This kind of poetry, which unveils the poet's innermost feelings, is usually termed confessional poetry, and it is the subject of much critical controversy. A Times Literary Supplement
reviewer, for example, said of Live or Die that "many of Mrs. Sexton's new poems are arresting, but such naked psyche-baring makes demands which cannot always be met. Confession may be good for the soul, but absolution is not the poet's job, nor the reader's either." A Punch critic added, "When her artistic control falters the recital of grief and misery becomes embarrassing, the repetitive material starts to grow tedious, the poetic gives way to the clinical and the confessional." Many reviewers raised at least two questions. First, should her poetry be classified as confessional? Second, does her work consistently demonstrate the artistic control which many critics feel is an essential quality of good poetry?

Concerning the first question, Erica Jong objects to the classification: "Whenever Anne Sexton's poems are mentioned, the term 'confessional poetry' is not far behind. It has always seemed a silly and unilluminating term to me; one of those pigeonholing categories critics invent so as not to talk about poetry as poetry.... The mind of the creator is all-important, and the term 'confessional' seems to undercut this, implying that anyone who spilled her guts would be a poet." Sexton also often denigrated the term, but at times she applied it to herself. She told Berg that "for years I railed against being put in this category. Then ... I decided I was the only confessional poet." Moreover, in an interview with Patricia Marx, Sexton discussed the effect on her work of another poet often called confessional, W. D. Snodgrass, and acknowledged the confessional quality of her writing: "If anything influenced me it was W. D. Snodgrass' Heart's Needle
.... It so changed me, and undoubtedly it must have influenced my poetry. At the same time everyone said, 'You can't write this way. It's too personal; it's confessional; you can't write this, Anne,' and everyone was discouraging me. But then I saw Snodgrass doing what I was doing, and it kind of gave me permission."

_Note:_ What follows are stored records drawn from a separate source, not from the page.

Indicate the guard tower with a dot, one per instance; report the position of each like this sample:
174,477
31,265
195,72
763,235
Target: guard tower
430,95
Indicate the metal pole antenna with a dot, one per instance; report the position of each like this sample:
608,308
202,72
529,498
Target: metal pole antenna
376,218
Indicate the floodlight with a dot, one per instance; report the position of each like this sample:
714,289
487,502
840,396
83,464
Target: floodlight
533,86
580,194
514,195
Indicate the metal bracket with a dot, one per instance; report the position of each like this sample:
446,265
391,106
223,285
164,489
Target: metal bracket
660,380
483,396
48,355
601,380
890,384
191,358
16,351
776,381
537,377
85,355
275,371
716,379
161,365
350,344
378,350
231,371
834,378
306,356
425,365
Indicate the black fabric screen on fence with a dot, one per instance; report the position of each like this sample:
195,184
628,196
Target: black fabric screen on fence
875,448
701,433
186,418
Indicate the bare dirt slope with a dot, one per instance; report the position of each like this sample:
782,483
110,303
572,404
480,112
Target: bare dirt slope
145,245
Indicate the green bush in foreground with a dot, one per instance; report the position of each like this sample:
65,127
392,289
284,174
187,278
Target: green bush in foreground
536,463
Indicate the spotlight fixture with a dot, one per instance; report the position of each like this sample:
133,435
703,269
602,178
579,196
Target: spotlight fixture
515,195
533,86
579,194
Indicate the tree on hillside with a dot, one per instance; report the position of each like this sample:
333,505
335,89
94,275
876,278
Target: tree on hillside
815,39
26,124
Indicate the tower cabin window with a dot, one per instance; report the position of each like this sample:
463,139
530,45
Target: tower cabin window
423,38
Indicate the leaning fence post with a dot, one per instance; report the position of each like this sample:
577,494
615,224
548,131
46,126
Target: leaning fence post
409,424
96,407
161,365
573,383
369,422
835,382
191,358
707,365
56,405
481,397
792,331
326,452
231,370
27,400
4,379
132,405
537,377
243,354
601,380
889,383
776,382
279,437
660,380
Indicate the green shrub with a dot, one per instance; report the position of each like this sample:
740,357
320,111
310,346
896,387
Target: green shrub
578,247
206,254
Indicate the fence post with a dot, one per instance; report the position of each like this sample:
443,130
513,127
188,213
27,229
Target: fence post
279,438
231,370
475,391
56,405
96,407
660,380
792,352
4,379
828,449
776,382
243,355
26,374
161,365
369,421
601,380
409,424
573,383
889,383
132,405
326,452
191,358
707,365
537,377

The second question is perhaps best answered in critics' specific responses to several of her individual books. Like many of Sexton's volumes, To Bedlam and Part Way Back
received a mixed response. Dickey praised the subject of the work, but found that "the poems fail to do their subject the kind of justice which I should like to see done.... As they are they lack concentration, and above all the profound, individual linguistic suggestibility and accuracy that poems must have to be good." On the other hand, Melvin Maddocks believed that "Mrs. Sexton's remarkable first book of poems has the personal urgency of a first novel. It is full of the exact flavors of places and peoples remembered, familiar patterns of life recalled and painstakingly puzzled over.... A reader finally judges Mrs. Sexton's success by the extraordinary sense of first-hand experience he too has been enabled to feel." Barbara Howes thinks that many of the poems are flawed, but overall she judged Bedlam "an honest and impressive achievement."

All My Pretty Ones
also garnered mixed reviews. Peter Davison found one poem, "The Operation," "absolutely superb," but he felt that none of the others are nearly as good. Dickey's critique was even stronger: "Miss Sexton's work seems to me very little more than a kind of terribly serious and determinedly outspoken soap-opera." Yet in an essay on both Bedlam and Pretty Ones, Beverly Fields argued that Sexton's poetry is mostly misread. She contended that the poems are not as autobiographical as they seem, that they are poems, not memoirs, and she went on to analyze many of them in depth in order to show the recurrent symbolic themes and poetic techniques that she felt make Sexton's work impressive.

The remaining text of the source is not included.